Washington: A new route to Mars could make manned missions much cheaper, easier and more frequent, researchers say.
Getting spacecraft to Mars is quite a hassle and transportation costs can soar into the hundreds of millions of dollars.
Now new research lays out a smoother, safer way to achieve Martian orbit.
Called ballistic capture, the method could help open the Martian frontier for more robotic missions, future manned expeditions and even colonisation efforts, Scientific American reported.
"It could be a pretty big step for us and really save us resources and capability, which is always what we're looking for," said James Green, director of NASA's Planetary Science Division.
Instead of shooting for the location Mars will be in its orbit where the spacecraft will meet it, as is conventionally done with Hohmann transfers, a spacecraft is casually lobbed into a Mars-like orbit so that it flies ahead of the planet.

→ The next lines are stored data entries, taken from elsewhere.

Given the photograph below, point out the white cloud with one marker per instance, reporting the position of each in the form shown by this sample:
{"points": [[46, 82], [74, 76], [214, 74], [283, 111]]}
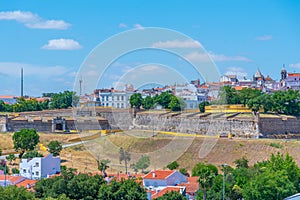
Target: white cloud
{"points": [[62, 44], [264, 37], [31, 20], [238, 71], [138, 26], [123, 25], [13, 69], [177, 44], [205, 57], [295, 65]]}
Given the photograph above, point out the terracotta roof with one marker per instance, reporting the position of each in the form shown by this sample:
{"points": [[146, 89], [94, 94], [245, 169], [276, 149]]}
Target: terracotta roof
{"points": [[294, 74], [237, 88], [192, 186], [166, 190], [7, 97], [26, 182], [159, 174], [12, 179]]}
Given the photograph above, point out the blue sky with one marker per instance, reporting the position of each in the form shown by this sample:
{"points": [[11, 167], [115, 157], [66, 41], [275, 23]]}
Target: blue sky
{"points": [[50, 39]]}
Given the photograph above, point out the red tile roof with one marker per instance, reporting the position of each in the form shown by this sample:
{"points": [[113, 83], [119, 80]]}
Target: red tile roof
{"points": [[192, 186], [12, 179], [7, 97], [166, 190], [294, 74], [26, 182], [159, 174]]}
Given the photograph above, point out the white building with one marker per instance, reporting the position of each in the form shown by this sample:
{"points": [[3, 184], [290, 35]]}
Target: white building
{"points": [[115, 99], [39, 167], [293, 81]]}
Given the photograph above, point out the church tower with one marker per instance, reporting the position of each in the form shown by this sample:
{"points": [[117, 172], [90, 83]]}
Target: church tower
{"points": [[283, 73]]}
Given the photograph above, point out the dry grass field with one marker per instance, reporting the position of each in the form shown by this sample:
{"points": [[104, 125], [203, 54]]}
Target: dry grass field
{"points": [[223, 150]]}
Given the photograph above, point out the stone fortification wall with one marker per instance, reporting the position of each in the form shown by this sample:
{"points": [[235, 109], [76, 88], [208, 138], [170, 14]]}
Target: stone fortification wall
{"points": [[284, 125], [196, 125]]}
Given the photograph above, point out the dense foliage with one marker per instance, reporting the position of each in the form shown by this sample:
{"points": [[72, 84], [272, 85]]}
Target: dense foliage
{"points": [[87, 186], [281, 102], [274, 179], [58, 100]]}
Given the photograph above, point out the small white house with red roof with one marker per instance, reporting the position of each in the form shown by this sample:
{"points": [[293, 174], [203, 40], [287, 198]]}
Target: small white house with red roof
{"points": [[162, 178], [39, 167], [6, 180]]}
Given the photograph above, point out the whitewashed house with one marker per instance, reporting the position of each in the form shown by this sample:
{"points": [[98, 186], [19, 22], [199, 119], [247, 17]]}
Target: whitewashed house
{"points": [[39, 167]]}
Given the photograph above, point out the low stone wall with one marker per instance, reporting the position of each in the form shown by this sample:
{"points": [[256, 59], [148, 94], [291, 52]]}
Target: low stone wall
{"points": [[270, 126]]}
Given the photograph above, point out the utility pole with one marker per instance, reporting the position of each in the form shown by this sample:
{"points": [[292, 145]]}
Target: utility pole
{"points": [[224, 177], [80, 85], [22, 82], [5, 174]]}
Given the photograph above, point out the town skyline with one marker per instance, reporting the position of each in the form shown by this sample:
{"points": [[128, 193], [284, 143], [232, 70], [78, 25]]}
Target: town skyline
{"points": [[51, 43]]}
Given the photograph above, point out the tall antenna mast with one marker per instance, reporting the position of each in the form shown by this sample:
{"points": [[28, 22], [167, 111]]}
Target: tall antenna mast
{"points": [[22, 82], [80, 85]]}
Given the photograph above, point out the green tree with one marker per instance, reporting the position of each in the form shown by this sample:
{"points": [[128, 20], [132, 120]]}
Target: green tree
{"points": [[25, 139], [10, 158], [164, 99], [54, 147], [143, 163], [14, 192], [148, 103], [32, 154], [202, 106], [269, 186], [124, 189], [176, 104], [136, 100], [242, 162], [124, 156], [172, 196], [206, 173], [173, 165]]}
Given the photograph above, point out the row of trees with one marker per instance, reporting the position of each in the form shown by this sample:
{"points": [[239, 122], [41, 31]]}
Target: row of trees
{"points": [[274, 179], [58, 101], [281, 102], [166, 99]]}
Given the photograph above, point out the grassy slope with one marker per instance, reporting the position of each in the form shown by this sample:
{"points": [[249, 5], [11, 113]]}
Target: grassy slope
{"points": [[223, 151]]}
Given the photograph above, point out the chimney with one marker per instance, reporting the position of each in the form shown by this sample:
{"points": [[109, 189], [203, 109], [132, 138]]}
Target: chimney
{"points": [[153, 175]]}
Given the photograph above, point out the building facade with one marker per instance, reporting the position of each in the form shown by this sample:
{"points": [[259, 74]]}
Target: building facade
{"points": [[39, 167]]}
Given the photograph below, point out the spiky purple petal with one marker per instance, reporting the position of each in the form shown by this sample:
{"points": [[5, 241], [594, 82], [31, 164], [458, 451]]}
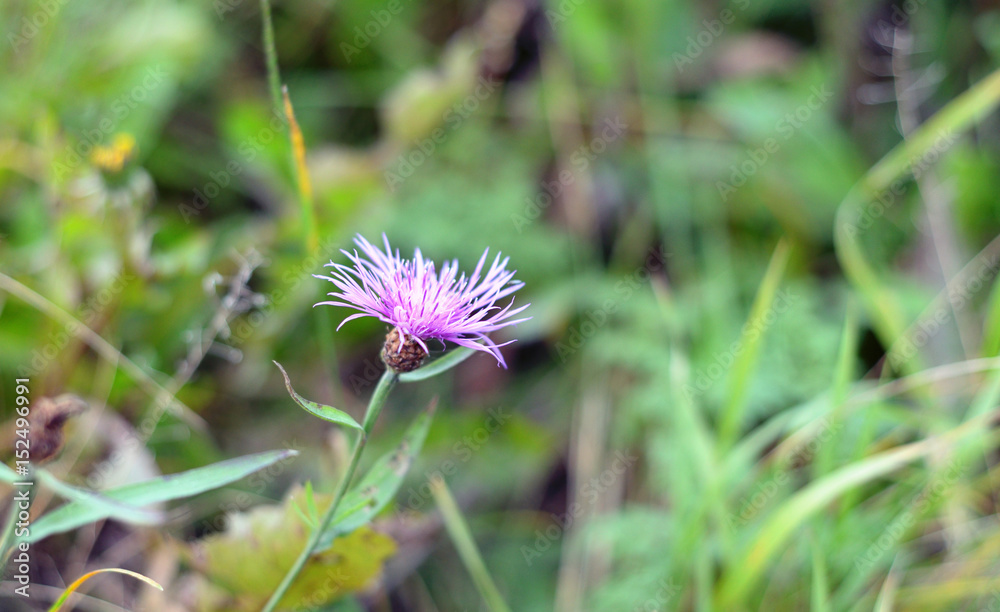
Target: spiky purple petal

Although launch and cruise costs remain the same, the big burn to slow down and hit the Martian bull's-eye - as in the Hohmann scenario - is done away with.
For ballistic capture, the spacecraft cruises a bit slower than Mars itself as the planet runs its orbital lap around the Sun.
Mars eventually creeps up on the spacecraft, gravitationally snagging it into a planetary orbit.
"That's the magic of ballistic capture - it's like flying in formation," said Edward Belbruno, a visiting associated researcher at Princeton University and co-author, with Francesco Topputo of the Polytechnic University of Milan.
The research appears in the journal Celestial Mechanics and Dynamical Astronomy.